RStudio -- the Good, the Bad, the Ugly, and the Insufferable

Many R users, and the vast majority of students in my class, interact with R through RStudio, available here. Obviously for many users RStudio offers a superior way to work, and as far as I know works with all of the material presented in these tutorials and with all the packages included. However, the miscellaneous scripts at the bottom of the LabDSV R page will cause RStudio to crash. Personally, I'm an Old School guy, and I'm not completely sold on RStudio. As a linux user, it solves problems I don't have and it encourages (if not enforces) a way of working I don't appreciate. Nonetheless, since so many people find it useful I'll contribute some thoughts on best practices using RStudio with LabDSV.

If you just want advice on best practices in RStudio, skip down to here and avoid my rant.

The Good

Projects

One of the excellent things RStudio does is encourage users to define "projects" and work within the projects. This keeps all the related data and work together in a single workspace and separates it from other projects you might be working on. Windows users, in particular, that start R by clicking on the icon on their desktop often end up with much (or all) of their work in a single workspace, commingling work from many potentially different projects. R of course has facilities to work with separate projects natively, but users enamored of the desktop often do not use them to full extent. So, RStudio projects are a good idea. You will certainly want a "project" for the labs presented in LabDSV, and you might want to separate the labs into separate projects like "species modeling", "ordination", and "clustering."

Script Editor

RStudio encourages users to work from a script file rather than directly at the console. In addition, it provides a text editor for those script files that is much superior to generic Wordpad. (Word obviously should never be used to write R scripts.) As a bonus, the editor can be made to mimic vi, but that's perhaps moot to most Windows and even Mac users.

Tool Tips

When you use the console or script editor window RStudio pops up the command-line version of tool-tips, providing the list of arguments for any function you start to enter. This can be really helpful for commands you're less familiar with and makes it unnecessary to start up the help file just to get the command arguments. Bravo for this innovation.

The Bad

Panel Format

By default, RStudio starts up with a four-panel configuration packed into a single frame. This packaging is very Windowsesque and in my mind impractical. The distribution of window types within the frame is configurable, and each of the windows may have tabs allowing you to select exactly what will appear in the window. However, even if you have a large, high resolution monitor the four panel arrangement tries to pack too much into too small a space and results in undesirable compression of information.

Command Redirection

Even if you work in the console, RStudio traps and redirects many simple R commands. In particular, I dislike the way it crams R help files into a tiny little window. Normally,?command will produce a formatted output to the console that is easily negotiated with the arrow keys. If you want to stretch out, help.start() pops up the help file system in your browser with full hot-link capability. It's the same browser with the same capability you're already familiar with, and you can shrink it or pop it behind your R session to get it out of the way when you don't need it. It's a vastly superior solution to the RStudio box, but RStudio captures the help.start() command and redirects it to the little box. Bummer.

Wasted Space

Some of the little windows are of limited utility and waste space. The Environment, History, Connections window is of little use. The information it provides is normally easily printed to the console (if and when you want it) except that now RStudio traps the function calls. For example, history(100) will call up the last 100 commands entered at the console which you can browse and manage with your arrow keys. You can easily cut-and-paste commands from your history. Instead, in RStudio it redirects the output to the little Environment, History, Connections box. Bummer.

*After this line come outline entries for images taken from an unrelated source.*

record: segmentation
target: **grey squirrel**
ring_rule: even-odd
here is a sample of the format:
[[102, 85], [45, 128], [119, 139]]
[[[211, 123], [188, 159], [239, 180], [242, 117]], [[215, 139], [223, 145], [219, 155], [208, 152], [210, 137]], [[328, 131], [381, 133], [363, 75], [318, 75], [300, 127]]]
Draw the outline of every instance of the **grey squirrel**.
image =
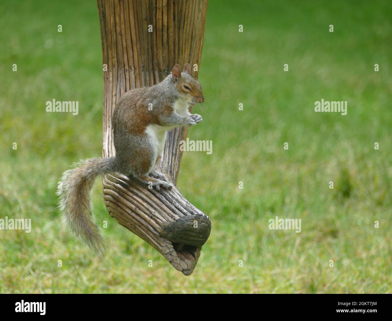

The Environment, History, Connections window provides the Environment tab which gives a summary of objects in your workspace. It's more detail than the ls() command provides, but not nearly as much information as str() provides. Clicking on the blue arrow button will provide the str() output, however. Maybe it's helpful, but ls() and str() in the console provide the same information without taking up real estate on your screen unless you specifically want to see something.

Data File Import

Importing data into R seems to be a significant problem for many users. Admittedly the plethora of optional arguments for read.table and the profusion of read.whatever functions makes things a little funky. You might think that this is one area where a GUI could improve things. Unfortunately, this appears not to be the case.

In RStudio there are two ways to import data: (1) using the File menu and selecting "Importing Dataset", or (2) clicking on a file in the File tab in the "Files, Plots, Etc" panel. Unfortunately (maybe deliberately?) they do things differently. The File menu approach first pops up a list of import format options. Notably, it offers a choice between "From text (base) ..." and "From Text (readr) ..." This is important because base and readr differ significantly in the data formatting they support. If you choose "From text (base)" you get a file chooser. Selecting a file opens the import GUI with options to the left, a file previewer to the top right, and a data.frame previewer to the bottom right. This part is nice. Unfortunately, it doesn't offer a code preview of the R function that will ultimately be called to do the import. After clicking on "Import" you can see in the console that it uses read.table. Importantly, it offers options for choosing or setting row.names() and a box to click for "stringsAsFactors". It follows the read.table protocol that if the first row has one fewer entries than the rest of the lines then the first line is assumed to be a header with column names. It offers a fairly limited set of separators (e.g not including |), but is otherwise fairy flexible and functional.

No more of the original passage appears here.